I returned to my place. Except the line had closed and moved on. My place was no longer apparent, and the woman, hair in a white pony tail, small dog in a shoulder bag, ahead of whom I attempted to step, refused me entry. Her point was I could not have been ahead of her because she had been waiting a long time. My point was I had to have been ahead of her because I was in line when someone had told her there was a line to wait in. Her point was it was absurd to make an issue of something so trivial. My point was then why not move behind me. Her point was it was demeaning for her to be even arguing about bread. By then I had realized that (a) she had also raced ahead to select her bread before joining the line and (b) no one, including the breadless, whose rights I had sought to protect from the camouflaged man, had rallied behind me.

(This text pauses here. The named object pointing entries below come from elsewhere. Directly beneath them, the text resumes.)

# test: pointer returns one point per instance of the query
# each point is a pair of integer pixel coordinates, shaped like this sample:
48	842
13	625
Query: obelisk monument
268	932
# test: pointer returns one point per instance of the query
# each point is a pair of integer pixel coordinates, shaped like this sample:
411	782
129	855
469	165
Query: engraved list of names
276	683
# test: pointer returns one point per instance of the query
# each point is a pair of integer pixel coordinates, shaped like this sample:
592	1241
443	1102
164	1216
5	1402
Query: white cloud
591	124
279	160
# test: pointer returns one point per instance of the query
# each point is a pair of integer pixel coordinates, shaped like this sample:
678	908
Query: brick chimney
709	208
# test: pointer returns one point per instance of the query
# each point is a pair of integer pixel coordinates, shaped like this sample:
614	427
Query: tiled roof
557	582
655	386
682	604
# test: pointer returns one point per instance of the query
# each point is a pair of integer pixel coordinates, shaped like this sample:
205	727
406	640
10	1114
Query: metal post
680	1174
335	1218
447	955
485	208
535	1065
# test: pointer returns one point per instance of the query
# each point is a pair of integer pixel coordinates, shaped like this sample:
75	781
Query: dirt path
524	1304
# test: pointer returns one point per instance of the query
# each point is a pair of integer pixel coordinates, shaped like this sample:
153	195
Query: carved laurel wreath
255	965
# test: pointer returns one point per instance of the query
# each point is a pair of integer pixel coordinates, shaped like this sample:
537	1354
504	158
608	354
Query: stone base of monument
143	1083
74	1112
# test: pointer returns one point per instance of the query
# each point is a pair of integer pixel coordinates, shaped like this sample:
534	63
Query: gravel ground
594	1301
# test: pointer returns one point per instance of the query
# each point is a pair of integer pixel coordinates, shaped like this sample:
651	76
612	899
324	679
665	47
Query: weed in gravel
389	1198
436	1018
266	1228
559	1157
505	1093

I was feeling someone like Gary Cooper in “High Noon,” especially after the cashier answered my hypothetical by affirming my interpretation of proper etiquette. But, she explained, on days the store is crowded, some people feel they need not abide by it. Why the store did not enforce its policy… Well, some would say, that is Berkeley for you. I might say that too, except that every morning, when I arrive at the Wrench Café, I drop my bag on the available table I most prefer. Only then, no matter the length of the line, do I join it to order my espresso, which, not so many years ago, is also behavior to which I would have objected.
So maybe that first-stone-cast advising fellow had a point.